The wreckage was getting smaller below them. They were still flying upward with the force and speed of their launch. They weren’t tethered to anything. They had nothing in hand to stop themselves. Father was off to Victor’s right, with the distance growing between them by the second. They had launched at slightly different angles, and now they were drifting farther apart. Unless El Cavador retrieved them immediately, they would fly in these directions at these speeds forever.
“El Cavador,” Father said again. “Can you read?”
There was a crackle over the line, then Concepcion’s voice said, “Segundo. We see you. We’re coming for you now.”
Victor looked back and saw El Cavador emerge from behind a section of debris.
“Get Vico first,” said Father.
“We’re getting you both,” said Concepcion.
Victor turned his head back to Father, who was a great distance away now, getting smaller by the moment.
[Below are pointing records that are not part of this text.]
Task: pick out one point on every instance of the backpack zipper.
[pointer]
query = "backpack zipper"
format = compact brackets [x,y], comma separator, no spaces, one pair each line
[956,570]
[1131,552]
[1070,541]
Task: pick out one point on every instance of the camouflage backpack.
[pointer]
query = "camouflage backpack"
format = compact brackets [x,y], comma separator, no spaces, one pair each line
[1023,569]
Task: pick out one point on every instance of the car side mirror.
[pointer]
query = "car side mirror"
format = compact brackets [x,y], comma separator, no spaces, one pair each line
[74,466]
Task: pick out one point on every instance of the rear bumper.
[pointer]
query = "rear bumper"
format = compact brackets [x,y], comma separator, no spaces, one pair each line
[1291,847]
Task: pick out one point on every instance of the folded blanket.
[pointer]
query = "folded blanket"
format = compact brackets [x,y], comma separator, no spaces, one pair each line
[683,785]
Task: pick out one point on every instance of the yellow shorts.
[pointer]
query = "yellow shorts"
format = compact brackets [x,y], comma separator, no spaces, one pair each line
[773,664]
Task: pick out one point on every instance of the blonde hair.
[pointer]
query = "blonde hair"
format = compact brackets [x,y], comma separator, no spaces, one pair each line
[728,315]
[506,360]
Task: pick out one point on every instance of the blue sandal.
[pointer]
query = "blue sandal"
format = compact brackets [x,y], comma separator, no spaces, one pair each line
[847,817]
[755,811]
“Toron didn’t make it,” said Father.
“We know,” said Concepcion.
The ship moved closer, pulling up beside him. A miner with a lifeline leaped out from the ship and wrapped his arms around Victor’s chest, stopping Victor’s flight. It was Bahzim.
“Got you, Vico.”
Victor clung to him as Bahzim thumbed his propulsion pack and turned them both back toward El Cavador. Down the side of the ship, a distance away, another of the miners was grabbing Father as well. Victor watched until he was certain Father was secured, then he turned his head and looked back at the wreckage now far below, where Toron was lost among the dust and debris.
CHAPTER 15
Warnings
Victor gathered with the Council in the fuge two days later after a search for more survivors proved unsuccessful. He had hoped to accompany the search party to look for Janda, but Concepcion had asked him and Father to comb through the wreckage for salvageable parts instead. It was a long shot, but if Victor and Father could find enough parts to build a laserline transmitter, they could restore the ship’s long-range communication. Father had said that finding what they needed would be like finding needles in a haystack that had been ripped to shreds and strewn across a county mile, but he agreed to look nonetheless. When he and Victor came up empty- handed, Concepcion convened the Council meeting.
The nine Italian survivors who had been trapped in the wreckage were in attendance. They stood huddled together off to one side, the horror of their ordeal still evident on their faces. None of them had been terribly injured in the pod attack, but they looked like broken people nonetheless. Weeks ago, when the Italians had docked with El Cavador, the Italians had been full of song and laughter and life. Now they were like ghosts of the people they had been, silent and solemn and heavy of heart. For the past two days they had patiently awaited the return of the search party, desperate for news of lost loved ones. But both days had ended in disappointment, and now whatever hope they clung to had to be paper thin.
“I’m ending the search for survivors,” said Concepcion.
Jeppe, an elderly Italian who had become a spokesman for the survivors, objected. “There have to be places we haven’t searched,” he said.
“There aren’t,” said Concepcion. “As painful as I know this must be, we all must accept facts and move forward.”